You are right that the training examples for a GPT-3.5-turbo-0125 should allow for up to 16k tokens. What led you to conclude that it is limited to 4k context tokens?
When I try the base gpt-3.5-turbo-0125 model and my finetuned version in Playground, the maximum length is 4095, while the gpt-3.5-turbo-16k let’s you work with the promised 16k.
I haven’t been able to do a proper test with the Completions API, because the outputs are incredibly buggy, like some answers are in korean (my dataset and prompt was in English), some are incomplete tokens superposed, some are a few words with some symbol gibberish in between, etc.

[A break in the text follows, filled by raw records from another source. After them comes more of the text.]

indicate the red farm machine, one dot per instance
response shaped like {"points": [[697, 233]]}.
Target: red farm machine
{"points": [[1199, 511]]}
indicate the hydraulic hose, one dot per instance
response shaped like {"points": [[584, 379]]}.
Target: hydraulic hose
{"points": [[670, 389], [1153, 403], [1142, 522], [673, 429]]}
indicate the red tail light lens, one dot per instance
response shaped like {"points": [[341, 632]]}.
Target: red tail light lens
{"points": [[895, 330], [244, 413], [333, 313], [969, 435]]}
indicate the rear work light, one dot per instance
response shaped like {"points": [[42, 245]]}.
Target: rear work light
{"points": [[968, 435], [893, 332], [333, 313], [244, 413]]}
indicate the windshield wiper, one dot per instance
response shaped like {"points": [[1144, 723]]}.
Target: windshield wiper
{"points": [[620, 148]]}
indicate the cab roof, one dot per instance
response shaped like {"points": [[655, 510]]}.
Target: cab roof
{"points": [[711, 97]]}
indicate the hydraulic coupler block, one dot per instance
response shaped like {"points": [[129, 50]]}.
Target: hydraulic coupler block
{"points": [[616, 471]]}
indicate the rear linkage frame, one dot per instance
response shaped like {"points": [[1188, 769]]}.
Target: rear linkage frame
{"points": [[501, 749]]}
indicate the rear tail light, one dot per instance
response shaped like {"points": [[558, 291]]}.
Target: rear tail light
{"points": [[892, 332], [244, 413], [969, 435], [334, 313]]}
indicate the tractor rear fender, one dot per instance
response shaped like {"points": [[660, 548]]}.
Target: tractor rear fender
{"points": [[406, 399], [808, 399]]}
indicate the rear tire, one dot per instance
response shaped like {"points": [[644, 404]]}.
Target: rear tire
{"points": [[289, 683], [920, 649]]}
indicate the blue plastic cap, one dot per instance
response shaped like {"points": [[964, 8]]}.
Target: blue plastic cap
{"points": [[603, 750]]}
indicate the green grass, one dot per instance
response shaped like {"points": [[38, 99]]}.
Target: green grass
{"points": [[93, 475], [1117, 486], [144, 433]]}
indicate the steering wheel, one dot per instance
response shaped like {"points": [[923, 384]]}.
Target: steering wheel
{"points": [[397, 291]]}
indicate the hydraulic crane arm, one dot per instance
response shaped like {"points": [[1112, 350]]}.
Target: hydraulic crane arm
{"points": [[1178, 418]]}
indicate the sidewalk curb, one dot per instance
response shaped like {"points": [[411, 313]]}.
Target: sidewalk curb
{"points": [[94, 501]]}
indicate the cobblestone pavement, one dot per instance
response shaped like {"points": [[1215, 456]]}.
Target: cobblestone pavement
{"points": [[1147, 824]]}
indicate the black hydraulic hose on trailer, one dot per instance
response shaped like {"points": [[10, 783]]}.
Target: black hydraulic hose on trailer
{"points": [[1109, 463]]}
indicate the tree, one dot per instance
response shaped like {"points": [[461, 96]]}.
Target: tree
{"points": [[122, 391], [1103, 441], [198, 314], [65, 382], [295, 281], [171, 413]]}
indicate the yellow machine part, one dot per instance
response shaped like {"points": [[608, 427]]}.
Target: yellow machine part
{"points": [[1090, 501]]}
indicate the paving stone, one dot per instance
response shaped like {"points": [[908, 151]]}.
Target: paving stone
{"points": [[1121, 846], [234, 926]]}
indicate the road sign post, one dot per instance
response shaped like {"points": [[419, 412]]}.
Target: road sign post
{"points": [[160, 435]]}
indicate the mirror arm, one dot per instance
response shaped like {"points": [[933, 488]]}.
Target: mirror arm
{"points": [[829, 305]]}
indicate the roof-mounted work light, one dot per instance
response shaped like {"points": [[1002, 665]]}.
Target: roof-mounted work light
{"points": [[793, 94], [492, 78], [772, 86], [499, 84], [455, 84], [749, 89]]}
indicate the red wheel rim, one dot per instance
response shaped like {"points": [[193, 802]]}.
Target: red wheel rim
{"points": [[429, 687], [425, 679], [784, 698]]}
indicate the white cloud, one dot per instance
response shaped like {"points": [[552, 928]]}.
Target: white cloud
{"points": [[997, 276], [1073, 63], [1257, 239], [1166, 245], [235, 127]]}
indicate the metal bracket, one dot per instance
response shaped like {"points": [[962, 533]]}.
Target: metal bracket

The maximum OUTPUT of the newer models is 4k. That is the max_tokens value, and the purpose of the slider: response tokens. The AI will actually be restrained further in producing output by its training unless you are fine-tuning the AI specifically to write very long form. And you cannot fine-tune the gpt-3.5-turbo-16k-0613 model that doesn’t have a hard restriction on production.
That’s strange, the description of the slider says:
and now that I’m checking again, the finetuned version is limited to 2k and not 4k as the base gpt-3.5-turbo-0125. I guess that’s a bug though, same as with the weird API completions.
That aside, the dataset used to FT was long form, so it should be giving long answers too.
Good observation! The same applies to me when I checked my fine-tuned models on the playground - as I normally don’t consume them in the playground, I never realized it until now.
Have you tried using them via a regular API call outside of the playground and just set the max token hyperparameter to 4k?